From: David Miller @ 2008-01-08  5:38 UTC (permalink / raw)
  To: netdev

[NET]: Add NAPI_STATE_DISABLE.

Create a bit to signal that a napi_disable() is in progress.

This sets up infrastructure such that net_rx_action() can generically
break out of the ->poll() loop on a NAPI context that has a pending
napi_disable() yet is being bombed with packets (and thus would
otherwise poll endlessly and not allow the napi_disable() to finish).

Now, what napi_disable() does is first set the NAPI_STATE_DISABLE bit
(to indicate that a disable is pending), then it polls for the
NAPI_STATE_SCHED bit, and once the NAPI_STATE_SCHED bit is acquired
the NAPI_STATE_DISABLE bit is cleared.  Here, the test_and_set_bit()
provides the necessary memory barrier between the various bitops.

napi_schedule_prep() now tests for a pending disable as it's first
action and won't try to obtain the NAPI_STATE_SCHED bit if a disable
is pending.

As a result, we can remove the netif_running() check in
netif_rx_schedule_prep() because the NAPI disable pending state serves
this purpose.  And, it does so in a NAPI centric manner which is what
we really want.

Signed-off-by: David S. Miller <davem@davemloft.net>
---
 include/linux/netdevice.h |   16 +++++++++++++---
 1 files changed, 13 insertions(+), 3 deletions(-)

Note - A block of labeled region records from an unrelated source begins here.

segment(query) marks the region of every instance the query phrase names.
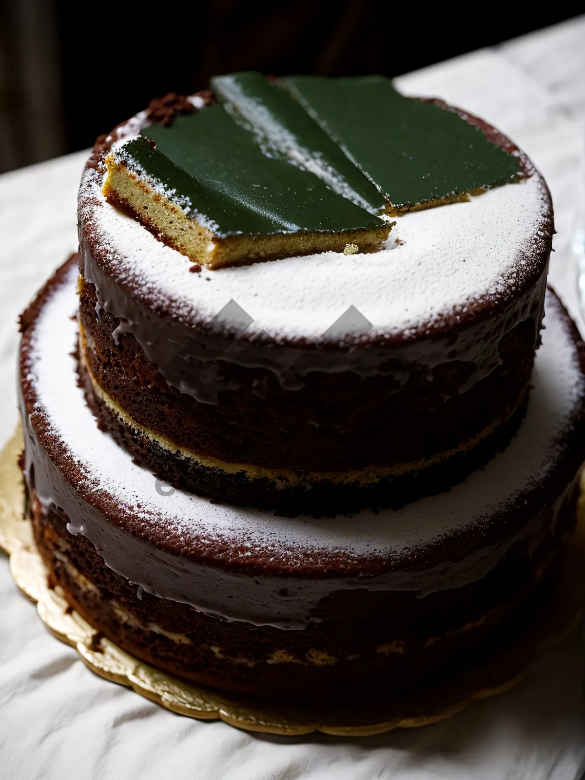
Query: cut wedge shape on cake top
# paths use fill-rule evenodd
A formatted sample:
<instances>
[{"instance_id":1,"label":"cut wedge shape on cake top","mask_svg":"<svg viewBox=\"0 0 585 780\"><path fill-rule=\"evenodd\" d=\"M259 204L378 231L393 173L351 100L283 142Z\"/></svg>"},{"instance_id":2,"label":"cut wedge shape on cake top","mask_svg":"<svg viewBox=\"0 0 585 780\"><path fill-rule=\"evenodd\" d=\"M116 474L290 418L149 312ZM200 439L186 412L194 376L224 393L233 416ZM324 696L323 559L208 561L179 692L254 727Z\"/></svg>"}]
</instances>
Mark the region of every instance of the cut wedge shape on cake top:
<instances>
[{"instance_id":1,"label":"cut wedge shape on cake top","mask_svg":"<svg viewBox=\"0 0 585 780\"><path fill-rule=\"evenodd\" d=\"M108 200L211 268L348 243L371 251L390 230L314 174L263 154L223 105L149 126L106 165Z\"/></svg>"},{"instance_id":2,"label":"cut wedge shape on cake top","mask_svg":"<svg viewBox=\"0 0 585 780\"><path fill-rule=\"evenodd\" d=\"M214 76L211 86L218 100L252 129L265 154L280 153L372 214L385 211L378 189L276 82L261 73L243 73Z\"/></svg>"},{"instance_id":3,"label":"cut wedge shape on cake top","mask_svg":"<svg viewBox=\"0 0 585 780\"><path fill-rule=\"evenodd\" d=\"M453 111L405 98L383 76L295 76L279 83L384 195L389 214L521 176L517 158Z\"/></svg>"},{"instance_id":4,"label":"cut wedge shape on cake top","mask_svg":"<svg viewBox=\"0 0 585 780\"><path fill-rule=\"evenodd\" d=\"M116 141L104 185L110 203L210 268L376 251L388 214L523 175L479 128L383 76L245 73L211 86L219 104Z\"/></svg>"}]
</instances>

diff --git a/include/linux/netdevice.h b/include/linux/netdevice.h
index e393995..b0813c3 100644
--- a/include/linux/netdevice.h
+++ b/include/linux/netdevice.h
@@ -319,21 +319,29 @@ struct napi_struct {
 enum
 {
 	NAPI_STATE_SCHED,	/* Poll is scheduled */
+	NAPI_STATE_DISABLE,	/* Disable pending */
 };

 extern void FASTCALL(__napi_schedule(struct napi_struct *n));

+static inline int napi_disable_pending(struct napi_struct *n)
+{
+	return test_bit(NAPI_STATE_DISABLE, &n->state);
+}
+
 /**
  *	napi_schedule_prep - check if napi can be scheduled
  *	@n: napi context
  *
  * Test if NAPI routine is already running, and if not mark
  * it as running.  This is used as a condition variable
- * insure only one NAPI poll instance runs
+ * insure only one NAPI poll instance runs.  We also make
+ * sure there is no pending NAPI disable.
  */
 static inline int napi_schedule_prep(struct napi_struct *n)
 {
-	return !test_and_set_bit(NAPI_STATE_SCHED, &n->state);
+	return !napi_disable_pending(n) &&
+		!test_and_set_bit(NAPI_STATE_SCHED, &n->state);
 }

 /**
@@ -389,8 +397,10 @@ static inline void napi_complete(struct napi_struct *n)
  */
 static inline void napi_disable(struct napi_struct *n)
 {
+	set_bit(NAPI_STATE_DISABLE, &n->state);
 	while (test_and_set_bit(NAPI_STATE_SCHED, &n->state))
 		msleep(1);
+	clear_bit(NAPI_STATE_DISABLE, &n->state);
 }

 /**
@@ -1268,7 +1278,7 @@ static inline u32 netif_msg_init(int debug_value, int default_msg_enable_bits)
 static inline int netif_rx_schedule_prep(struct net_device *dev,
 					 struct napi_struct *napi)
 {
-	return netif_running(dev) && napi_schedule_prep(napi);
+	return napi_schedule_prep(napi);
 }

 /* Add interface to tail of rx poll list. This assumes that _prep has
-- 
1.5.4.rc2.38.gd6da3

^ permalink raw reply related

* [PATCH 1/7]: [NET]: Do not grab device reference when scheduling a NAPI poll.
From: David Miller @ 2008-01-08  5:38 UTC (permalink / raw)
  To: netdev

[NET]: Do not grab device reference when scheduling a NAPI poll.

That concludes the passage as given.